Delivering Care Coordination – Part I

October 10, 2012

It’s only fitting that for our inaugural blog entry, we touch on the holy grail of health care – care coordination. A quick Google search reveals that formal care coordination initiatives have been around for at least a few decades. Numerous studies are still undertaken to find “better” care coordination models. Some of the latest efforts, such as Accountable Care Organizations (ACOs), at their core depend upon robust care coordination.

As healthcare professionals, we learn the importance of care coordination at the academic level. This general understanding is further reinforced throughout our careers. It’s safe to say that the vast majority of healthcare organizations have developed in-house training programs and tools to facilitate care coordination. With all of the efforts directed at it, and certainly the awareness of its importance, care coordination should have been nailed by now.

Ideally, we know what needs to happen. Clinicians will actively collaborate with each other and exchange pertinent information efficiently and timely. The reality, of course, is anything but ideal. It consists of medical professionals who are overloaded managing a growing and increasingly needier patient population. There is also the economic factor. Decreasing reimbursements and rising expenses often require a boost in productivity which may simply come down to treating more patients using the same resources. In this reality, care coordination efforts will compete and must be balanced with the direct care workload.

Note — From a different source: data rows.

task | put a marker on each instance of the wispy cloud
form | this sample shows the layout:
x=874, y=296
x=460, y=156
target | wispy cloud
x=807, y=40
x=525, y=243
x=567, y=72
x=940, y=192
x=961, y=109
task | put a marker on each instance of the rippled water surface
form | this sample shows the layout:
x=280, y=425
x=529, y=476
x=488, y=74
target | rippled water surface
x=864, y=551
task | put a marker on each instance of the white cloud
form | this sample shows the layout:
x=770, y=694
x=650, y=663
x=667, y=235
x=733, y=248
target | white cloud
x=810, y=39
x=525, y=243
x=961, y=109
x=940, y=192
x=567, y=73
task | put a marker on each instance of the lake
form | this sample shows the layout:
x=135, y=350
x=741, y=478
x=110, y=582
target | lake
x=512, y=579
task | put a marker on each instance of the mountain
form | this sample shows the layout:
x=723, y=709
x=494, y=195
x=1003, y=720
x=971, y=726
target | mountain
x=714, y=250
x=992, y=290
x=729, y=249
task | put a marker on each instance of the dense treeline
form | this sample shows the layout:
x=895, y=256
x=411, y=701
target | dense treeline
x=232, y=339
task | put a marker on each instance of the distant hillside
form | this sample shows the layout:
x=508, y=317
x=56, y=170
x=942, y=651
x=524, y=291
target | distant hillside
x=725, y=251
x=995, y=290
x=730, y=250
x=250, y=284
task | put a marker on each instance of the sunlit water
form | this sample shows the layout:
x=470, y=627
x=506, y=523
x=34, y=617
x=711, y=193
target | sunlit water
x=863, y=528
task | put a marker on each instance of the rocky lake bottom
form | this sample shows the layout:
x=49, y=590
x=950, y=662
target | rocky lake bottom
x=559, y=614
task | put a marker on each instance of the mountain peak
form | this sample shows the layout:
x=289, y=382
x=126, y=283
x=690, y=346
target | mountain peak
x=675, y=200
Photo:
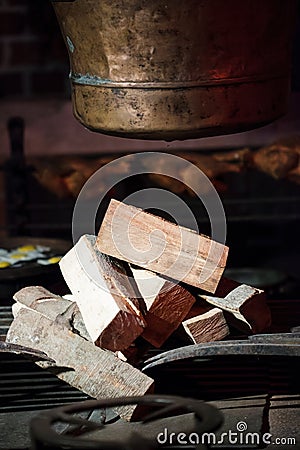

Care coordination challenges are most acute in the home care industry. Due to its inherently multidisciplinary approach, home health care necessitates that clinicians of various disciplines collaborate and exchange information. In addition to the factors mentioned already, this is often further complicated by the fact that at least some of the clinicians, for instance physical, occupational, and speech therapists, may be contracted and lack familiarity with the care coordination protocols/tools employed by individual home health agencies. Therapy companies offering services to home health agencies can turn this deficiency into their competitive advantage if they can facilitate seamless care coordination with the rest of the care team.